Dans le quartier de Manicomio, sur l'un des versants de la montagne au nord-ouest, on se bat pour l'école Juan-Bautista. La communauté des habitants a paré au plus pressé pour pallier les absences des enseignants en grève depuis décembre en proposant aide et assistance à cette école de 400 élèves (réunissant les primaires et les secondaires), et ce qu'elle a découvert à l'intérieur de l'établissement, comme si pour la première fois elle ouvrait les yeux, l'a effaré : fils électriques à nu, infiltrations d'eau, tables et chaises détériorées, toilettes insalubres et hors d'usage, ainsi qu'une salle verrouillée à double tour renfermant un véritable trésor de guerre, comme des uniformes et des chaussures offerts par l'Etat, et jamais distribués aux élèves, ou que la directrice revendait 5 000 bolivares pièce. " Depuis une quinzaine de jours, les membres de la communauté ont pris possession de l'école, la nettoyant et la rénovant salle après salle, chacun participant selon ses c! ompétences. Nous le faisons gratis ", lance avec insistance Freddy Borges, technicien supérieur en télécommunication et grand ordonnateur des travaux. Par la volonté des habitants, et des aides de la mairie, entre autres, l'école vert et blanc n'a pas fermé. Reste un lourd contentieux à régler pour cette communauté " à 100 % " derrière Chavez, celui des maîtres absents : " Par adhésion aux idées de l'opposition, par désintérêt, ou par crainte car la directrice a le pouvoir de bloquer leur salaire qu'ils continuent de percevoir, les maîtres ne viennent pas. Les enfants fortement pénalisés par l'analphabétisme sont victimes d'une anormalité quand l'école devrait être un lieu d'espérance ", confie avec amertume Yajaira Casseres, l'une des quatre maîtresses restées fidèles à leur poste.

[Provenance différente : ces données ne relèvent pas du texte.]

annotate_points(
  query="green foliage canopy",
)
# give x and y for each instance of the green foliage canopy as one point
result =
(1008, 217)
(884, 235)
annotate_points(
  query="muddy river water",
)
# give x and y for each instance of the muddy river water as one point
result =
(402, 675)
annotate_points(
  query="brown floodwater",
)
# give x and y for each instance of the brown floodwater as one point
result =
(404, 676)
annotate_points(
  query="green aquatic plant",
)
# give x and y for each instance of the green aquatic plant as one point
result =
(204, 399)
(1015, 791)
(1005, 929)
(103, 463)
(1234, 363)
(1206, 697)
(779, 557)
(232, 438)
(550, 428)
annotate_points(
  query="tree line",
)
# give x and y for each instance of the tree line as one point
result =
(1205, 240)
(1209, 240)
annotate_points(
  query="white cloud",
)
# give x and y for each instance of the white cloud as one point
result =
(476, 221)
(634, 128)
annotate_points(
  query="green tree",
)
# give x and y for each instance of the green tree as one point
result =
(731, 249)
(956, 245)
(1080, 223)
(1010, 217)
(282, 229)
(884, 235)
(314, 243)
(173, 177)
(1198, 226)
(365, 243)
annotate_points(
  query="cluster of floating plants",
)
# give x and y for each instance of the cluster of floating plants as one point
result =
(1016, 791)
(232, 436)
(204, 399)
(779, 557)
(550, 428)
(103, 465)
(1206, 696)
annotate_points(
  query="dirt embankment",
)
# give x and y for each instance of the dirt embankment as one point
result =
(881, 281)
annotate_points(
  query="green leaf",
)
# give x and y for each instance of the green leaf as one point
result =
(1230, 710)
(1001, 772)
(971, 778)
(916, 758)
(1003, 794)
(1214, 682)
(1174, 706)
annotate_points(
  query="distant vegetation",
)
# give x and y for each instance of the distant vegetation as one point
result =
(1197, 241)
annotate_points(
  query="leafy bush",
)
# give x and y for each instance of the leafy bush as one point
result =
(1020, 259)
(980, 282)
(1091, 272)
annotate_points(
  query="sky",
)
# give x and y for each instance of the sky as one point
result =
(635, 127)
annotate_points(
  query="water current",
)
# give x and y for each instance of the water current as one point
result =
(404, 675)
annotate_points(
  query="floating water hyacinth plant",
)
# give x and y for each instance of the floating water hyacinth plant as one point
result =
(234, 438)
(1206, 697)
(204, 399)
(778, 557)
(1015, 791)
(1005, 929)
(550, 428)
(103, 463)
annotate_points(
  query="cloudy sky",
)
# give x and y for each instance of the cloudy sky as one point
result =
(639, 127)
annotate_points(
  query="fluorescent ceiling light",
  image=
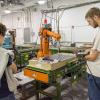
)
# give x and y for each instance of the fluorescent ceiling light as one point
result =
(7, 11)
(41, 2)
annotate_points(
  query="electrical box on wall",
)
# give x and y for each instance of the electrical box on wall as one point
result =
(27, 35)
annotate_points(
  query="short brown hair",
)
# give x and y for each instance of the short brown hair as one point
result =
(3, 29)
(93, 11)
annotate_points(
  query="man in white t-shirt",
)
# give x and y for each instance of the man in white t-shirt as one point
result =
(93, 58)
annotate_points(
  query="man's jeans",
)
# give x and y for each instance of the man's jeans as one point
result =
(93, 87)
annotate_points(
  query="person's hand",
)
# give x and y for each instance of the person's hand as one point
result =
(13, 67)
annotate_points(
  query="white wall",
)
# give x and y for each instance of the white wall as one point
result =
(72, 17)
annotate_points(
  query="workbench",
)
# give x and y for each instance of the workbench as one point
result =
(52, 74)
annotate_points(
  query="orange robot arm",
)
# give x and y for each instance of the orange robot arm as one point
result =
(44, 45)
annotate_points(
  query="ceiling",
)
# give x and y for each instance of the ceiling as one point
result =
(20, 4)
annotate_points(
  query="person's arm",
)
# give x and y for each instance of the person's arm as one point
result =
(13, 67)
(92, 56)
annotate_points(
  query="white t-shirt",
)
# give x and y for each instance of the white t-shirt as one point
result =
(95, 65)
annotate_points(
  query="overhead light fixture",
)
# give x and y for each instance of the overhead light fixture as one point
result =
(41, 2)
(7, 11)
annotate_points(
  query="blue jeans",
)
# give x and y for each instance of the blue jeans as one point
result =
(93, 87)
(9, 97)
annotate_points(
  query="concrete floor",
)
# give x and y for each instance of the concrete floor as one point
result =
(70, 92)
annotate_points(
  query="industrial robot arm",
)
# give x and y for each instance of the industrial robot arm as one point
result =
(44, 39)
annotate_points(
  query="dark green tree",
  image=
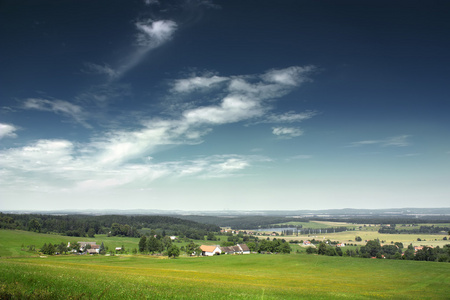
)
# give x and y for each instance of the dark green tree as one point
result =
(311, 250)
(322, 248)
(154, 245)
(173, 251)
(34, 225)
(91, 232)
(143, 244)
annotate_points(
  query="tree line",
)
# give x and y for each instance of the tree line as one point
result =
(373, 249)
(421, 230)
(113, 225)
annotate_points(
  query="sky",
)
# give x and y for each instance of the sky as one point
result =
(224, 105)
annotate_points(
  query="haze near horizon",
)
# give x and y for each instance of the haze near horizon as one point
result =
(211, 105)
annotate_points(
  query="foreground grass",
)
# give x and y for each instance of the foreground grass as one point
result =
(221, 277)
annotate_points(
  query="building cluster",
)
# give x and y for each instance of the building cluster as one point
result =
(210, 250)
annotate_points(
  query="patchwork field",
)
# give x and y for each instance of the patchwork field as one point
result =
(254, 276)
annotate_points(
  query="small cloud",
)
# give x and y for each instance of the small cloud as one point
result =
(58, 107)
(396, 141)
(196, 83)
(154, 33)
(290, 117)
(293, 76)
(409, 155)
(301, 156)
(287, 132)
(101, 69)
(7, 130)
(151, 2)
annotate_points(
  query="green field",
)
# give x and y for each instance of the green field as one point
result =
(254, 276)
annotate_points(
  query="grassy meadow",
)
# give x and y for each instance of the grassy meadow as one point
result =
(254, 276)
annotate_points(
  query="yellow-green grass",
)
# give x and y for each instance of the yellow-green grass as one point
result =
(222, 277)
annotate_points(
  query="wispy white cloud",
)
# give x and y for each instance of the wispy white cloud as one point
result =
(395, 141)
(101, 69)
(58, 107)
(152, 34)
(302, 156)
(120, 157)
(151, 2)
(292, 76)
(196, 83)
(287, 132)
(7, 130)
(290, 117)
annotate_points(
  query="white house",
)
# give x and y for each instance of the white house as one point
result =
(244, 248)
(208, 250)
(92, 245)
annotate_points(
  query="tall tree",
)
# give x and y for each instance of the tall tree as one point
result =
(142, 244)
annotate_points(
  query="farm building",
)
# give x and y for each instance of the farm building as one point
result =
(210, 250)
(89, 246)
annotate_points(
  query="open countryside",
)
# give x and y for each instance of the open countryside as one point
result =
(123, 271)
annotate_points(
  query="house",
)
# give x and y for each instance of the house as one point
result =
(92, 251)
(83, 246)
(244, 248)
(227, 250)
(237, 250)
(210, 250)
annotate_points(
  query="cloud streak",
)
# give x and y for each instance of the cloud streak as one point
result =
(287, 132)
(7, 130)
(395, 141)
(121, 158)
(59, 107)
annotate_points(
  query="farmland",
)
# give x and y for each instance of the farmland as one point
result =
(255, 276)
(223, 277)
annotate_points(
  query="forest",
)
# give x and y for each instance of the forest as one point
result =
(113, 225)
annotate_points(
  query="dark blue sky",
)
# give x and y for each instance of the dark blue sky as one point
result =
(223, 105)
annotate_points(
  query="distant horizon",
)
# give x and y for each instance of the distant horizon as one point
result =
(414, 210)
(222, 105)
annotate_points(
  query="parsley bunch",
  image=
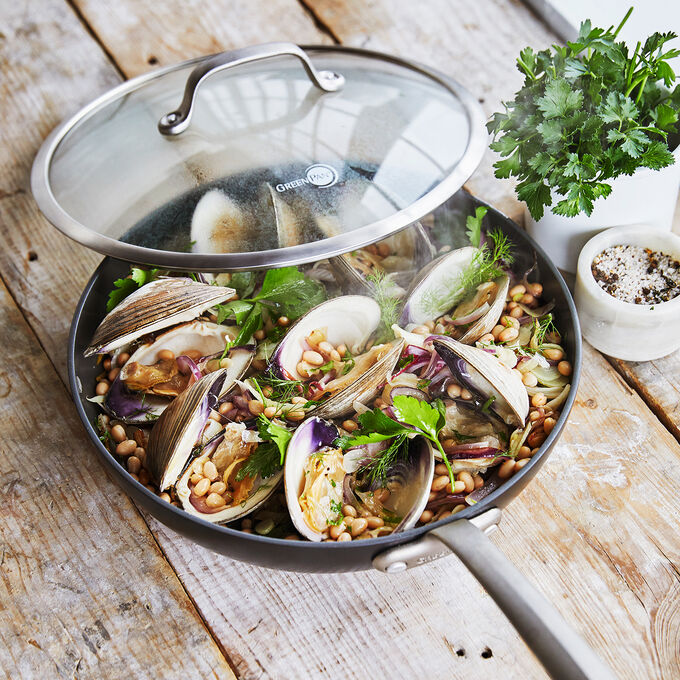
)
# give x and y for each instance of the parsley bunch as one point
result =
(587, 113)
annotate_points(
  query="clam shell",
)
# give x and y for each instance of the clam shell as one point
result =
(486, 323)
(311, 436)
(351, 320)
(139, 409)
(363, 389)
(180, 427)
(263, 488)
(434, 291)
(204, 336)
(157, 305)
(410, 480)
(489, 377)
(419, 469)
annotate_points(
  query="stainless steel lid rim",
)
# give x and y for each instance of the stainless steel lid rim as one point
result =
(298, 254)
(498, 498)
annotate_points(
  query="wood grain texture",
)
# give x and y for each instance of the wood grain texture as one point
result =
(140, 34)
(85, 590)
(602, 545)
(596, 532)
(659, 384)
(41, 85)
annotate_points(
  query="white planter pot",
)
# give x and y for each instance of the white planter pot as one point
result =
(646, 198)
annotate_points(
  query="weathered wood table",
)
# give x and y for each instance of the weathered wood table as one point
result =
(92, 588)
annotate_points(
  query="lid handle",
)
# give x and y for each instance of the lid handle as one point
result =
(175, 122)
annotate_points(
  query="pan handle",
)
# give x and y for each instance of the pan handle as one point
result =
(177, 121)
(563, 652)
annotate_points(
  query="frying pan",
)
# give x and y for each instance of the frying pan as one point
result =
(562, 652)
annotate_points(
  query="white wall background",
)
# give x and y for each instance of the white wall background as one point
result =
(565, 16)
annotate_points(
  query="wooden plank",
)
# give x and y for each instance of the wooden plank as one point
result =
(85, 590)
(145, 33)
(659, 384)
(596, 532)
(270, 622)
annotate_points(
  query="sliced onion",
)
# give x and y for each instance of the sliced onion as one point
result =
(557, 402)
(539, 311)
(187, 365)
(408, 392)
(473, 316)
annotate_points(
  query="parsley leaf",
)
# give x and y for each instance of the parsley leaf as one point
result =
(123, 287)
(473, 225)
(270, 431)
(290, 291)
(236, 309)
(414, 416)
(243, 283)
(264, 461)
(268, 457)
(586, 113)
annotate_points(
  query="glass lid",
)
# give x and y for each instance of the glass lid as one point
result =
(276, 155)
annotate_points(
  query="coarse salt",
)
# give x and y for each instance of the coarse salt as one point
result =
(637, 275)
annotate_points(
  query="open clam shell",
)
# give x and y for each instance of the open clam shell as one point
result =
(155, 306)
(181, 427)
(436, 290)
(313, 436)
(486, 377)
(350, 320)
(198, 336)
(319, 480)
(411, 249)
(486, 323)
(141, 408)
(227, 452)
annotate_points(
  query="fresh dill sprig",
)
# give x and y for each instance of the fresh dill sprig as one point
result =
(542, 328)
(376, 469)
(487, 264)
(389, 305)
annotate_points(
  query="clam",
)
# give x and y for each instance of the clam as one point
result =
(228, 452)
(405, 254)
(185, 439)
(155, 306)
(350, 320)
(136, 396)
(182, 427)
(437, 292)
(319, 480)
(492, 384)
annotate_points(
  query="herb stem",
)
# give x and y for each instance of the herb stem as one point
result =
(437, 443)
(623, 21)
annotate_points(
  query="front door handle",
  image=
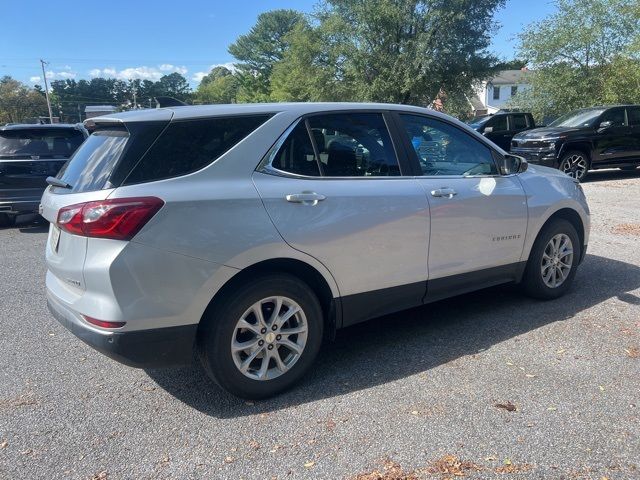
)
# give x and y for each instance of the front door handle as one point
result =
(306, 198)
(444, 192)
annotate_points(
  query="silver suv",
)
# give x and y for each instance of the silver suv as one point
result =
(249, 233)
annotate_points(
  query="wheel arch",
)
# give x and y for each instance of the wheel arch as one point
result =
(583, 147)
(331, 307)
(573, 217)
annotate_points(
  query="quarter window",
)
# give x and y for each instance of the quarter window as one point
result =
(519, 122)
(187, 146)
(634, 116)
(443, 149)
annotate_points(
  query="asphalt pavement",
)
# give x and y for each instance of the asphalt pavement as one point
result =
(487, 385)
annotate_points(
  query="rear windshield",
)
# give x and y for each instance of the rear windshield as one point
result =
(93, 163)
(187, 146)
(39, 142)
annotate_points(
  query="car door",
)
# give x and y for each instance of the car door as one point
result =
(612, 141)
(497, 130)
(478, 217)
(344, 199)
(633, 116)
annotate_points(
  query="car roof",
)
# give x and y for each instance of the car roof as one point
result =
(202, 111)
(32, 126)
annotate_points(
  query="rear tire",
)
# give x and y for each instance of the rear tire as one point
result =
(550, 271)
(254, 372)
(576, 164)
(7, 220)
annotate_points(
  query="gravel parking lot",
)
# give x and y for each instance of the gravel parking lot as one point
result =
(491, 384)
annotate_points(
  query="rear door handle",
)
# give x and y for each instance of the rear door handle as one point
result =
(306, 198)
(444, 192)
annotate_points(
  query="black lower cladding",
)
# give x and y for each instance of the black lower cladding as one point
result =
(367, 305)
(160, 347)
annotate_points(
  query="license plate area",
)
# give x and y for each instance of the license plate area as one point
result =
(55, 238)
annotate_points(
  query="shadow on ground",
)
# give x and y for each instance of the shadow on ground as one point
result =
(416, 340)
(610, 175)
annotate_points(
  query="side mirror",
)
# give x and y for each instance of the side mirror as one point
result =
(605, 125)
(512, 164)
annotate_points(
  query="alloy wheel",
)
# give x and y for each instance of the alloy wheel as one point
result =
(575, 166)
(557, 260)
(269, 338)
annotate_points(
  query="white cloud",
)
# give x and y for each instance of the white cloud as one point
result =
(198, 76)
(142, 72)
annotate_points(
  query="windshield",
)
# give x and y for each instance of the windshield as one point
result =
(579, 118)
(39, 142)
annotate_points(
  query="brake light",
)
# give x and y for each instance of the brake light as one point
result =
(103, 323)
(117, 219)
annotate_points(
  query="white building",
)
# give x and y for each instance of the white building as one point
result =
(494, 94)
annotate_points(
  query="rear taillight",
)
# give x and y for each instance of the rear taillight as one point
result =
(104, 323)
(118, 218)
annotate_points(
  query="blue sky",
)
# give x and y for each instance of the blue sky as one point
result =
(144, 39)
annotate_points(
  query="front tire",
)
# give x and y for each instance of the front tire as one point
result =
(260, 339)
(576, 164)
(553, 261)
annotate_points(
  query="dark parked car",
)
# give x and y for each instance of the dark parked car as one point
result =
(501, 127)
(586, 139)
(28, 155)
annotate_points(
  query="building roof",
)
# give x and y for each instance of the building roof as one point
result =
(509, 77)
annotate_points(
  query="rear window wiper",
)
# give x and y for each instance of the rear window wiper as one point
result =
(56, 182)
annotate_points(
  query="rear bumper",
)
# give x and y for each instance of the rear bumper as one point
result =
(152, 348)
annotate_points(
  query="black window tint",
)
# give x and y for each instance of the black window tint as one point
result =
(296, 154)
(89, 169)
(634, 115)
(615, 116)
(354, 145)
(499, 123)
(42, 142)
(519, 122)
(187, 146)
(446, 150)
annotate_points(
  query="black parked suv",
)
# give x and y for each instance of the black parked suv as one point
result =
(587, 139)
(501, 127)
(28, 155)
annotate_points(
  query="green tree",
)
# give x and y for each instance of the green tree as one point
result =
(219, 86)
(19, 102)
(401, 51)
(587, 53)
(260, 49)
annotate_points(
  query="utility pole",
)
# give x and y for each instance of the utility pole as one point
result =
(46, 90)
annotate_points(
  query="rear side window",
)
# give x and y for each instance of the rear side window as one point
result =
(93, 162)
(188, 146)
(519, 122)
(39, 142)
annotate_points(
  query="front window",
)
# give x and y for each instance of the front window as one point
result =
(578, 118)
(25, 143)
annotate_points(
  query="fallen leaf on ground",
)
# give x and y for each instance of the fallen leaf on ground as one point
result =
(391, 471)
(452, 465)
(508, 406)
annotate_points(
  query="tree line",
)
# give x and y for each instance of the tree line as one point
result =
(417, 52)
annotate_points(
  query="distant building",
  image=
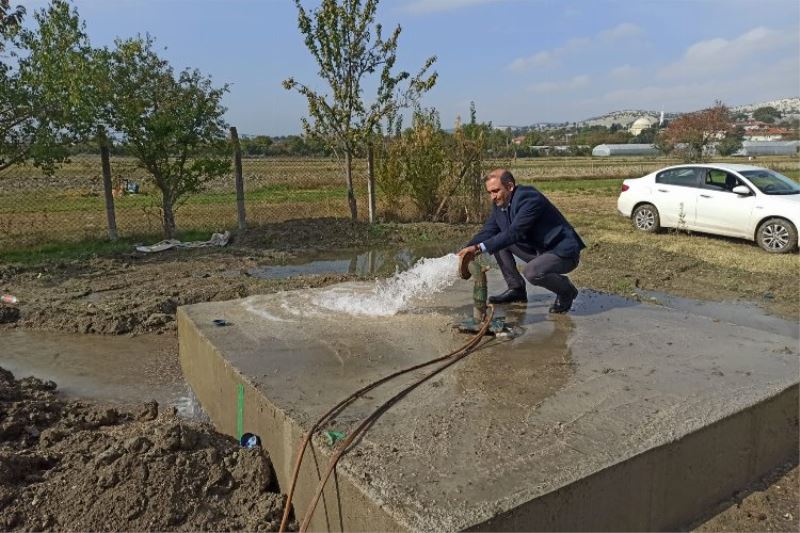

Les "casserolades des quartiers est"

La solitude des quartiers est cette fois est rompue par le tumulte des manifestations quasi quotidiennes et des " casserolades " improvisées. Un soir, à Santa Fé, respirant de verdure et de relative opulence, on a interrompu par petites grappes humaines le trafic sur l'autoroute. Il flotte dans l'air un mépris de ce président " noir ", tout à la fois dictateur, populiste, crypto-castriste, dont la chute éliminerait tous les problèmes. De ce côté-ci, on ne pardonne pas au " lider " de la révolution bolivarienne, au verbe réactif, qui aime occuper le devant de la scène, d'avoir pris de front les partis et les syndicats traditionnels, l'Action démocratique (sociale-démocrate), la Copei (démocrate chrétienne), ou la CTV (Centrale des travailleurs vénézuéliens), triade de l'actuelle opposition qui tente de se refaire une virginité avec la Coordination démocratique. Et quoi que signifie cette démocratie participative taillant des croupières à la démocratie représentative ? " Bolivar c'est bien. Mais la référence est lointaine, hors du temps, c'est un habit idéologique, un discours patriotique commode à un changement avant tout ch viste ", nous dit, sûre d'elle-même, Maria Leal, membres des fougueuses " Mères pour la liberté " et professeur de géographie. Cependant, le temps passe, déjouant les pronostics d'une fin de Chavez qu'ici on croit proche. Car le petit peuple vénézuélien, lui, continue à avancer d'un pas résolu et à résister avec fierté. Chavez est leur " Négrito ".